Earlier this week DoubleBlind published an article titled “Should You Say ‘I Love You’ While On MDMA?” that explores the possibility of hurting others by saying you love them when you don’t really authentically feel that way:
[Sophia] was wandering through the LGBTQ Pride Celebration in San Francisco when she ran into Simon and Mia, a pair of twins who she knew from childhood, though they had grown apart over the years. “We love you so much!” they exclaimed, hugging her repeatedly. Sophia was surprised, but she embraced the situation. The twins expressed interest in rekindling the friendship and exchanged phone numbers with her. After they parted ways, Sophia felt grateful for the interaction. However, neither Simon nor Mia ever contacted her, and never returned her messages; this was disappointing, confusing, and hurtful for Sophia. When she spoke to a friend who had been present at the original encounter, they said that the twins had been quite obviously under the influence of MDMA.
Jeff had taken MDMA with his roommates and was still very much feeling the effects when his partner Anna, who was sober, came over that evening. Jeff had been having some doubts about their relationship, but when they cuddled in bed together he was overcome with intense feelings of intimacy and tenderness.
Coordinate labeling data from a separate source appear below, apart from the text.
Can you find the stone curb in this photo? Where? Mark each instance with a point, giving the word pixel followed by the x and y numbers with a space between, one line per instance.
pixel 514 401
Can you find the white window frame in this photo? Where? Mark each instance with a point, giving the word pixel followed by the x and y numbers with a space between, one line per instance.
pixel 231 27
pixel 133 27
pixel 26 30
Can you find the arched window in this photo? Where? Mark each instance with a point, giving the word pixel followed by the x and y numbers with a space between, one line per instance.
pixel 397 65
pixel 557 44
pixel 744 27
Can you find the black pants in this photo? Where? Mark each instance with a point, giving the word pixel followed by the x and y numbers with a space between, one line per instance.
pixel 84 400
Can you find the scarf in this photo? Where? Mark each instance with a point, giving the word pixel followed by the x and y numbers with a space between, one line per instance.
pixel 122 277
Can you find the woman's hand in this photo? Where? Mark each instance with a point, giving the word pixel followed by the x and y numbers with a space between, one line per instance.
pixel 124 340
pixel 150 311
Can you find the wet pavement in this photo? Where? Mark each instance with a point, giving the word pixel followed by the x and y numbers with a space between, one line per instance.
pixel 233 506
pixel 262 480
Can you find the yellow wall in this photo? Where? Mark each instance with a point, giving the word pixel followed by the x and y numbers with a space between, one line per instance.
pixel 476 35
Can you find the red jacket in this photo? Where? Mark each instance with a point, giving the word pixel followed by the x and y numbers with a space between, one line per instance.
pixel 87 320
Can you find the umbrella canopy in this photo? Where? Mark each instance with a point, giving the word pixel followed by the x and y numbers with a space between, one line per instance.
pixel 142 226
After having passionate sex, he told Anna that he loved her for the first time and she took his words seriously. However, he realized the next day, with tremendous guilt and regret, that the feeling was gone, and decided that it hadn’t been genuine love to start with. His words that night created a great deal of emotional pain for Anna and himself; their relationship ended messily several weeks later.
These true stories, which are taken from interviews I conducted over the past year, illustrate how interpersonal harm can arise when people who are under the influence of MDMA tell others that they love them. In both cases, the harm came from the recipient interpreting the words of love in a certain way, then discovering later that the words did not mean what they initially thought. Sophia and Anna understood these words as expressing real, authentic love that would persist into the future. When the feelings disappeared afterwards, both women doubted that love was ever present in the first place.
While I agree this is definitely a potential pitfall for MDMA users, I also know that in my own personal experience the exact opposite has been true.
Eight years ago during the peak of an MDMA experience I told a girl I was dating that I loved her. We were at a show (Big Gigantic, if you care to know) and I blurted it our uncontrollably while we were dancing together. That girl later became my wife, and we’re currently living happily ever after.
Not every Molly-inspired instance of “I love you” is inauthentic. (And to be clear, the DoubleBlind article doesn’t attempt to defend that idea.)
The main difference between situations like mine and the ones described in the quoted text above is that I had already realized that I loved the girl I was dating before taking MDMA. It’s definitely worth considering the veracity of statements while under the influence of psychoactive drugs like MDMA, but it requires a certain level of self-awareness and skill that many people have not developed.
So should you say “I love you” while rolling? Every situation is different, but it’s definitely wise to proceed with caution in this area so as to avoid hurting someone’s feelings in the long run.